When all is said and done, the Panasonic PT-AE7000U is a projector for the true videophile. It certainly has a boatload of features and yes, it has remarkably clear, stable 3D performance. But even if the AE7000 did not have 3D or a wide assortment of features, it would still stand out as a major video engineering achievement based on the strength of its 2D picture quality alone.
Not only does the AE7000 represent a major step beyond the AE4000 in picture quality, it is a step beyond so-called "higher end" 1080p projectors. Viewed side by side it will outperform some competing products that currently sell for up to triple the price. And most of these competing units do not have the array of features found on the AE7000.
Since I am not a huge fan of 3D, the primary value of the AE7000 for me personally is the picture's depth, clarity, and stability for conventional 2D home theater. However, these same qualities are apparent in the display of 3D material. Home theater enthusiasts for whom 3D image quality is vital will be thoroughly impressed with the contrast, stability, and lack of crosstalk that the AE7000 delivers.

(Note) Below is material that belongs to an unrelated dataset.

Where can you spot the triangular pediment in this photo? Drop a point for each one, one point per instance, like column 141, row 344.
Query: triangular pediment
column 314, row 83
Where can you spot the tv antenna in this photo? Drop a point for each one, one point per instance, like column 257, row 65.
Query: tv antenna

As of this writing, we know of no 1080p home theater projectors on the market priced under $4,000 that can rival the image quality of the AE7000, and there are quite a few priced much higher that can't either. So we don't need to wait for its official street pricing to be announced before awarding 5-star ratings for Performance and Value. However, the CEDIA trade show is just around the corner. We will be seeing several new 3D 1080p models over the next two to three weeks that are scheduled for release at CEDIA. Therefore, we will assign these 5-star ratings on the AE7000 today with the caveat that they are preliminary, and subject to potential change after we evaluate this fall's offerings. But we can say this with confidence: Panasonic has set the performance bar very high with the AE7000. Competitors will face a daunting task as they attempt to meet or exceed it.